# Trigger?



## nhbuck1 (Feb 14, 2016)

Do the stock glock triggers seem heavy to you when dry fired or is it just me?


----------



## SouthernBoy (Jun 27, 2007)

They're no different when dry firing or firing with live ammunition. There is much you can do to lighten, shorten, make more crisp, increase weight, removing the two-stage feeling, smooth out both stages, or just about anything else you might wish to see in your Glock trigger.

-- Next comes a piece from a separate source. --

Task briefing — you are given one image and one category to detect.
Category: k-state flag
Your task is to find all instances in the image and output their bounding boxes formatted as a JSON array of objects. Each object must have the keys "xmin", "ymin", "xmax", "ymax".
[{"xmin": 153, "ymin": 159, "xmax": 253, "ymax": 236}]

Every Glock I own has had its trigger modified by me to get to a weight and feel that is consistent among all of them and that satisfies my requirements for my carry guns. Such changes are simple to perform, inexpensive, and go a long way for me to deliver a trigger that works for me.


----------



## Steve M1911A1 (Feb 6, 2008)

...Remember, though, that the Glock trigger action, heavy though it might be, is the only safety device on the gun.
The only other safety device available to you is the two pounds of soft tissue that resides between your ears. :yawinkle:


----------



## desertman (Aug 29, 2013)

Steve M1911A1 said:


> ...Remember, though, that the Glock trigger action, heavy though it might be, is the only safety device on the gun.
> *The only other safety device available to you is the two pounds of soft tissue that resides between your ears.* :yawinkle:


Very good Steve, I like that!


----------



## Spike12 (Dec 10, 2008)

When ever I dry fire my guns I check for loaded like 4 times. The alarms keep going off in my head as I start to pull the trigger if I'm in the house.


----------



## SouthernBoy (Jun 27, 2007)

Steve M1911A1 said:


> ...Remember, though, that the Glock trigger action, heavy though it might be, is the only safety device on the gun.
> The only other safety device available to you is the two pounds of soft tissue that resides between your ears. :yawinkle:


Well actually there are three safeties designed into the Glock. But your point is true in that the trigger is essentially naked*. So mechanically, your best friend is a quality holster that protects the trigger or as you say, use that thing between your ears first and foremost.


----------



## shift1 (Dec 31, 2013)

Making the trigger smoother is a good thing. I have a NDZ performance spring kit in mine with stock trigger bar. Not much lighter in pull weight but a heck of a lot smoother and super crisp reset for $12.00.......


----------



## joethebear (Nov 24, 2015)

I immediately thought of Roy's horse.

Please be safe 
Joethebear


----------



## Steve M1911A1 (Feb 6, 2008)

Yeah. Me, too...
And Dale had Roy stuffed as well. :yawinkle:


----------